Em regime de coedição, a Assembleia Legislativa, a Fundação Casa de Jorge Amado e a Academia de Letras da Bahia lançam hoje, às 11h, na galeria Solar do Ferrão, no Pelourinho, o livro “Mínimas estórias gerais”, obra póstuma da escritora e acadêmica Myriam Fraga extraída da coluna “Linha D’Água” – que ela manteve no jornal “A Tarde”. Trata-se de uma seleta do material publicado durante duas décadas.
As 90 crônicas, distribuídas em três eixos temáticos (mínimas estórias gerais, crônicas da província e esparsas) abarcam o universo lírico da premiada escritora numa prosa plena de poesia, como acentua Claudius Portugal, poeta, crítico e seu colaborador na Casa de Jorge Amado – pois “poesia não se faz somente com versos”. Esta citação integra o texto “as vastas mínimas navegações de Myriam” do escritor e acadêmico Carlos Ribeiro, que, à guisa de prefácio, abre amorosamente a publicação.

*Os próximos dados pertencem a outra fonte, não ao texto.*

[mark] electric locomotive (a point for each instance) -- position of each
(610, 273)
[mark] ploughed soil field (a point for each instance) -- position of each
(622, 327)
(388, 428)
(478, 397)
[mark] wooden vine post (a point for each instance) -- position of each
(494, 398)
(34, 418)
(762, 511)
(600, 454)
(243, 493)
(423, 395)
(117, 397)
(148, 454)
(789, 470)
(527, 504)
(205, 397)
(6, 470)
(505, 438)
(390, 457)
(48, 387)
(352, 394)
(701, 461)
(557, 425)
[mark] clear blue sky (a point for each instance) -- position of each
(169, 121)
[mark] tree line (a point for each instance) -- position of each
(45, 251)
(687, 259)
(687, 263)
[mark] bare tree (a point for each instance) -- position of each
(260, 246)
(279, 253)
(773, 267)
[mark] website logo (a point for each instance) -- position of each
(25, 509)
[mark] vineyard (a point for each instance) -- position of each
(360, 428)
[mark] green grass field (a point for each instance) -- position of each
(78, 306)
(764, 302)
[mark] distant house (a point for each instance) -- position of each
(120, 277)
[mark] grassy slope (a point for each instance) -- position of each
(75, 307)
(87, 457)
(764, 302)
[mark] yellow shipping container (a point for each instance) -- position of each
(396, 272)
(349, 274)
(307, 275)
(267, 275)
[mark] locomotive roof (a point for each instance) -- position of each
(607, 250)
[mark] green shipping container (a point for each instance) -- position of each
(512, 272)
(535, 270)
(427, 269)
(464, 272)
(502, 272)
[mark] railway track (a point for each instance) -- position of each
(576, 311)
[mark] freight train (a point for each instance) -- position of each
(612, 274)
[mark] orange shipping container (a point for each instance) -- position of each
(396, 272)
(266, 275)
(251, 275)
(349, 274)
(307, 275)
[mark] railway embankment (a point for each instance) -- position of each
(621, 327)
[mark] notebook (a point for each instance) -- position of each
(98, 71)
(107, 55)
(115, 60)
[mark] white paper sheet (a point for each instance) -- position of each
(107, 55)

Para ele, o conto, a crônica e o poema de e em Myriam Fraga são como três praias distintas nas quais as marés cambiantes da poesia circulam, ora em ondas cristalinas, ora em misteriosos e insondáveis redemoinhos. O livro tem projeto gráfico de Humberto Vellame, capa e editoração de Bete Capinan, ficando a produção executiva a cargo de Angela Fraga de Sá. A seleção das crônicas foi feita pela própria autora, falecida em fevereiro de 2016.
PARCERIA
“Mínimas estórias gerais” é o terceiro livro escrito por Myriam Fraga publicado pela ALBA. Em 2008 o alentado – e esgotado – “Poesia Reunida”, iniciou o relacionamento com a poeta e com a Fundação Casa de Jorge Amado, uma verdadeira casa de cultura de que foi diretora executiva até o seu falecimento. No mesmo ano, a edição conjunta das duas instituições trouxe a lume “Ventos de Verão”, livro de elevado padrão editorial, com uma seleção de crônicas ilustradas por pinturas do artista plástico Mendonça Filho, tendo como tema a Ilha de Itaparica. A obra, que trata da Itaparica da infância e juventude da escritora, elevou o padrão dessa parceria e do próprio trabalho editorial do projeto ALBA Cultural.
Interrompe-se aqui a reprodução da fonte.